When Mrs. March went back into the barn, she shouted aloud as soon as she saw Rob. He had crawled out of his hay bed. It was too warm: there he sat bolt upright, with his legs straight out in front of him. Nelly had drawn the white drawer legs out to their full length, and set Rob's shoes, toes up, in the hay at the end of them, so it looked as if his legs were all that length; then Mr. March's gray waistcoat came down nearly to his knees, and Billy's old brown coat hung on his shoulders as loosely as a blanket. He looked up at his mother with a perfectly grave face, and did not speak. Nelly was laughing hard. "Isn't he too funny, mamma?" said she.

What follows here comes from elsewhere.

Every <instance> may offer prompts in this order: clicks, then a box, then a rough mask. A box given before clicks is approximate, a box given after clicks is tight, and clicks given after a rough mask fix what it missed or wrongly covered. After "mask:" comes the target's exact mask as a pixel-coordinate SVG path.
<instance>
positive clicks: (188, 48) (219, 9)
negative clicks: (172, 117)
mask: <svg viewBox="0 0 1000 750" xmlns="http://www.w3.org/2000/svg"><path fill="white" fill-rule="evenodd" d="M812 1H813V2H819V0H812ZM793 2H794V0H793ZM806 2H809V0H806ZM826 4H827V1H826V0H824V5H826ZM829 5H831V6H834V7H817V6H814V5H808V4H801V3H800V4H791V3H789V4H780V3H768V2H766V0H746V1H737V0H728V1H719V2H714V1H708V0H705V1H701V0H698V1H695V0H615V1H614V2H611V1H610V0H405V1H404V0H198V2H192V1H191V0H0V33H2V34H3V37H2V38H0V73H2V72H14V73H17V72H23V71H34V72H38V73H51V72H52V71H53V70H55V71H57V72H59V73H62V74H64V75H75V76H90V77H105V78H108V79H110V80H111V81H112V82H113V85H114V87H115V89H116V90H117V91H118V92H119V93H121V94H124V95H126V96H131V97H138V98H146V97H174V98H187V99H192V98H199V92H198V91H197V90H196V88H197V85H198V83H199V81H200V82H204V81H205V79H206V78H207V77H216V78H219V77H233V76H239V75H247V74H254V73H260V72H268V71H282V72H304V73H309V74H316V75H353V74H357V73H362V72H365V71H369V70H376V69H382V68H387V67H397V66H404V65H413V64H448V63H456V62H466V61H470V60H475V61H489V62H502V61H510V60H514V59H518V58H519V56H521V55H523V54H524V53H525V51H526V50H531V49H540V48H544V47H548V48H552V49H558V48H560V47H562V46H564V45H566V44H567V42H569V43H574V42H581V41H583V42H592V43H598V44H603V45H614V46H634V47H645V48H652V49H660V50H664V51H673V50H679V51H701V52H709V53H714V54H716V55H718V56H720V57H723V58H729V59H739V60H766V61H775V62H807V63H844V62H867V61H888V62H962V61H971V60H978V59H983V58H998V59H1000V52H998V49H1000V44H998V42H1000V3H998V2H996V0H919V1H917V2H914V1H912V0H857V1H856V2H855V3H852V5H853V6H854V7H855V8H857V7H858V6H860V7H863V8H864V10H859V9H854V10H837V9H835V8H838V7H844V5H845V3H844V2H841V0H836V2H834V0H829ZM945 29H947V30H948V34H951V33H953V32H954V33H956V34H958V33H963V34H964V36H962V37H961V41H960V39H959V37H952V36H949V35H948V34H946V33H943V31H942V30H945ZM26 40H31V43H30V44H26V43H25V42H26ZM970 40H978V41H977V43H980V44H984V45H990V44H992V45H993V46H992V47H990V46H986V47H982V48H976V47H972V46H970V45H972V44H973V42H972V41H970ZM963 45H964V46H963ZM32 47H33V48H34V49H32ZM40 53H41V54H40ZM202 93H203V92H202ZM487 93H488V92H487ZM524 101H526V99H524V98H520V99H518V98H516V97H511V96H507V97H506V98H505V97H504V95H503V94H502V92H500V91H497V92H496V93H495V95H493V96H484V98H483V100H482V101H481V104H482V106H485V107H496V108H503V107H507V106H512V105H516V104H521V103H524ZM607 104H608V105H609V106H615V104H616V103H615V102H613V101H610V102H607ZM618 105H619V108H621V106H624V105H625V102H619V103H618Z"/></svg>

"You can laugh now if you want to, mamma," said Rob politely. "I don't mind your laughing at papa's drawers and waistcoat and Billy's old coat. That's quite different from laughing at me."

"Thank you, dear," said Mrs. March: "you're very kind; but I can get along very comfortably without laughing at you now. You're not half so funny as you were when you were covered with the mud."

It took so long to dry Rob's clothes, that it was nearly dark when they got back to Rosita.